When they reached the town of Parker, Mike took Kat to a diner. She ordered a stack of grilled-cheese sandwiches with french fries and a chocolate shake.

‘Aren’t you gonna eat?’ she asked around a mouthful of food, and he just shook his head.

She ran out ahead as he paid the bill. When he dashed after her in a low-grade panic, he found her standing in front of a store window, hand to the glass, captivated. A yellow gingham dress floated on display, strung up by fishing line before a holiday backdrop, a dress without a girl. Mike took Kat inside and bought it, along with new shoes and a few shirts.

They went to the movies afterward, Kat boinging her arm along, as always, with the hopping Pixar desk lamp in the opening credits. For two hours, leaning back in his seat, Mike watched her instead of the screen. Openmouthed smiles, bursts of giggling, snorkel breathing through Red Vines. For a moment it was as though they’d skipped back in time and everything was normal again.

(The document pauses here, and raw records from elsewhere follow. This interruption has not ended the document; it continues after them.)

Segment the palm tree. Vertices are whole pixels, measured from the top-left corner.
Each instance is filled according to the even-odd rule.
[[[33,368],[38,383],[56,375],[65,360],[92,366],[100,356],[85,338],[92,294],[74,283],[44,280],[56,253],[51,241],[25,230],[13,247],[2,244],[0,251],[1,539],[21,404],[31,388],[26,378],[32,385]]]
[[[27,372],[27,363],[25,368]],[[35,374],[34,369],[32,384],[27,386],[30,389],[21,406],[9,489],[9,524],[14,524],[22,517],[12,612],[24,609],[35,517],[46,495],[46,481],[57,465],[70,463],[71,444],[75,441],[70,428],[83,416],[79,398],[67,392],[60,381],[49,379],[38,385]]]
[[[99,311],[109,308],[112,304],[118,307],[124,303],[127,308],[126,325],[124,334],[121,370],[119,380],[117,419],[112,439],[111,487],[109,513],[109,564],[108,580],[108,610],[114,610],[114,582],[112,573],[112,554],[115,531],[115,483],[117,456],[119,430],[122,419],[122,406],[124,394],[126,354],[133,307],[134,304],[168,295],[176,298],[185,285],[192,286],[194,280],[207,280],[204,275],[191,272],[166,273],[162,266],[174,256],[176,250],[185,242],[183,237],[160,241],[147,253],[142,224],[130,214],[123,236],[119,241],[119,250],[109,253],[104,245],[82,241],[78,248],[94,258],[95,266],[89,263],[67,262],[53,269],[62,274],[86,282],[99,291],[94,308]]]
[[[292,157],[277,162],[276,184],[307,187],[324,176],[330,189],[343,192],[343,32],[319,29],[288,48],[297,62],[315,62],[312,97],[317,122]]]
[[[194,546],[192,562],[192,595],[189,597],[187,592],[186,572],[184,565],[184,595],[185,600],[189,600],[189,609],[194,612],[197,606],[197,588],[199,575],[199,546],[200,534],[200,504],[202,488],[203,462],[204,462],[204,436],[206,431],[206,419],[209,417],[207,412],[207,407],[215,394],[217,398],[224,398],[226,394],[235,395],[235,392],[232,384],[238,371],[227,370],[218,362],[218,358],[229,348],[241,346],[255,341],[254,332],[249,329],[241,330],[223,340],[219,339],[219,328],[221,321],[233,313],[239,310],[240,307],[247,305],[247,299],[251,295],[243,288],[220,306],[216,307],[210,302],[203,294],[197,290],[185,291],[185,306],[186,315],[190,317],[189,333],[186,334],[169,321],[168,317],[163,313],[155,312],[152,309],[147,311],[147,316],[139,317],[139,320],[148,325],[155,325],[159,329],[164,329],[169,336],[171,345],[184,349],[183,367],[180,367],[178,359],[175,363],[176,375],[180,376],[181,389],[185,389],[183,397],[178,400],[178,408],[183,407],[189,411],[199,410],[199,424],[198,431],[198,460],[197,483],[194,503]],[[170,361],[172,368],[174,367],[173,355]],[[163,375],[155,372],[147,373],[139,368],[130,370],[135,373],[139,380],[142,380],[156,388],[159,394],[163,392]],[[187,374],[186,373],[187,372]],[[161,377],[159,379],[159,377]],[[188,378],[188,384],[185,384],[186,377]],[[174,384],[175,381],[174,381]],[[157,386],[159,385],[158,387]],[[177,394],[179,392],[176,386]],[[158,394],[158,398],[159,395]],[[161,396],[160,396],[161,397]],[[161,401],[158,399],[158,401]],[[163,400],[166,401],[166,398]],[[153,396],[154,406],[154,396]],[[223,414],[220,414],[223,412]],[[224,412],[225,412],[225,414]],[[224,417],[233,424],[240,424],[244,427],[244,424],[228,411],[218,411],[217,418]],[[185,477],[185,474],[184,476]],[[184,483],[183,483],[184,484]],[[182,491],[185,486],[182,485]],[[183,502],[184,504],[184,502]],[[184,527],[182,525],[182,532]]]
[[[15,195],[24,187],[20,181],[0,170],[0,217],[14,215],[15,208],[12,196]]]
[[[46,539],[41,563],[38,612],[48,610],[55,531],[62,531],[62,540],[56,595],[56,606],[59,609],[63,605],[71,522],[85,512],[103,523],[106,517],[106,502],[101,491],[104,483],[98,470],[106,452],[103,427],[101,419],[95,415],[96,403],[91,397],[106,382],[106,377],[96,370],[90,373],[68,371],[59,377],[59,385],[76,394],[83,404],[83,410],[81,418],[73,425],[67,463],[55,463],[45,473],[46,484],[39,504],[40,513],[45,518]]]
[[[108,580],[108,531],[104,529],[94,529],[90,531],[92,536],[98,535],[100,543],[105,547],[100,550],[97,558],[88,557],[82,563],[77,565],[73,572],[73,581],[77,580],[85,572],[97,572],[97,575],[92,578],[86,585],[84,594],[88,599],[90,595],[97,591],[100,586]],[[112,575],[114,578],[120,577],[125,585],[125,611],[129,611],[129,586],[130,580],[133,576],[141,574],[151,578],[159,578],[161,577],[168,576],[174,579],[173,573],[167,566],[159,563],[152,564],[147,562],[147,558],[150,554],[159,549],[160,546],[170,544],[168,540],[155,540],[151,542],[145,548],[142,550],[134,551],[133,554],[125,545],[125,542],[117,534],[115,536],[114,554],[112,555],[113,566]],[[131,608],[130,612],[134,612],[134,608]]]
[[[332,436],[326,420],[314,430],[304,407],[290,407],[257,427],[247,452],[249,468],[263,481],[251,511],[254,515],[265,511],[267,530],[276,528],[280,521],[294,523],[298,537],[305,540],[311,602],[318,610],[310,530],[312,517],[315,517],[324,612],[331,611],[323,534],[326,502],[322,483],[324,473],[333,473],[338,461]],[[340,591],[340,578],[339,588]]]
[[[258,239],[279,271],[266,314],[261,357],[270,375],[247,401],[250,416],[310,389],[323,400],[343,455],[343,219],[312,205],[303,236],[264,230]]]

He found a boutique hotel that took cash for a deposit. The country decor was a bit frilly, but it was markedly nicer than the motels they’d been staying in. He bathed Kat, tilting her head back beneath the faucet to wash her hair. The lice were still in there, sure, but he didn’t have the heart to cap the evening with a chemical rinse.

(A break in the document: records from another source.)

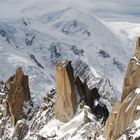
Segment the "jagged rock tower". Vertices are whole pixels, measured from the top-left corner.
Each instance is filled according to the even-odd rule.
[[[11,116],[12,125],[15,125],[25,115],[23,112],[24,102],[30,100],[28,76],[24,75],[21,68],[18,68],[16,74],[9,78],[6,85],[9,88],[6,99],[8,111]]]
[[[117,102],[105,125],[106,140],[115,140],[133,122],[137,106],[140,105],[140,38],[137,39],[136,51],[127,67],[122,98]]]
[[[77,106],[71,61],[56,64],[56,89],[55,114],[60,121],[67,122],[74,117]]]

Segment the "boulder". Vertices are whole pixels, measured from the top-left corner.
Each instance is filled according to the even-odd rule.
[[[55,71],[57,90],[55,114],[60,121],[67,122],[74,117],[77,107],[71,61],[57,63]]]
[[[14,128],[12,139],[23,140],[26,134],[28,133],[28,130],[29,130],[28,125],[24,119],[17,121],[16,126]]]
[[[12,125],[15,125],[19,119],[25,116],[23,112],[24,103],[31,99],[28,76],[24,75],[21,68],[18,68],[16,74],[9,78],[6,85],[9,88],[6,101]]]

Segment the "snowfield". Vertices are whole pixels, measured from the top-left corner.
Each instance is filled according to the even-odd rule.
[[[8,80],[22,67],[29,75],[33,103],[40,106],[48,90],[55,88],[55,64],[69,59],[75,73],[82,80],[88,78],[89,86],[98,86],[102,80],[101,100],[111,111],[114,94],[121,97],[125,69],[133,55],[136,36],[140,35],[140,24],[102,21],[87,10],[92,7],[90,0],[85,4],[80,0],[1,0],[0,81]],[[94,132],[98,126],[96,121],[85,125],[83,111],[65,124],[57,119],[46,121],[45,113],[38,111],[34,117],[37,123],[46,123],[37,133],[44,137],[82,140],[90,134],[88,128]],[[92,114],[88,115],[94,120]],[[33,122],[28,123],[30,126]],[[138,119],[134,128],[139,127]],[[9,129],[8,134],[12,131]],[[134,137],[139,133],[138,130]],[[25,140],[29,138],[36,137],[29,131]],[[102,136],[97,139],[104,140]],[[127,138],[123,135],[122,139]]]
[[[131,47],[106,24],[72,7],[35,18],[1,20],[0,79],[7,80],[17,67],[23,67],[38,104],[54,87],[55,63],[80,58],[95,75],[109,79],[119,98]]]

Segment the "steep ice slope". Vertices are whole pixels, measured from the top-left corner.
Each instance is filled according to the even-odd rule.
[[[54,87],[54,64],[80,58],[96,76],[109,79],[118,94],[130,56],[126,45],[101,21],[75,8],[0,21],[0,79],[6,80],[22,66],[39,103]]]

Tucked into bed, her skin flushed and clean, Kat said, ‘Tell me a story.’

Mike realized that he’d pulled his flowery armchair bedside like a nurse on deathwatch. ‘About what?’

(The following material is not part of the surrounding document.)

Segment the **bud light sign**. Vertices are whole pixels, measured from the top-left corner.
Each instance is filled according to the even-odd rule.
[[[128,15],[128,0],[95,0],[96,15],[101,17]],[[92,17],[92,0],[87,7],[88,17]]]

‘About next month. About us going home.’ Her blinks were growing longer. ‘Mom’s been cooking all day. You know how she gets with Thanksgiving. And there’s turkey. And pumpkin pie. And those oranges we stick cloves into. And we sit down, all together, and…’

She was asleep.

Mike remembered when she was first handed to him at the hospital, a fluffy bundle with a pink face, how he’d looked down at her and thought, Anything you ever need for the rest of your life. He rested his head on her chest, listened to the faint thumping, breathed her breath.

He stepped out onto the balcony. Smog had wiped away the stars. He asked Annabel if he’d be forgiven for doing what he was about to do, but no answer came back from the firmament.

In the morning Kat wolfed down a tall stack of pancakes, pausing only to scratch her scalp. Back upstairs, Mike packed her few things into the rucksack, laying aside his gun and a chunk of cash. Standing before the bathroom mirror, he brushed her hair slowly, meticulously, and drew it back, at last, into a perfect ponytail.

She smiled and flicked at it. ‘Nice, Dad!’

She lingered in the bathroom and came out wearing her new yellow dress. She pinched out the sides in a show of self-conscious theatricality. ‘Well?’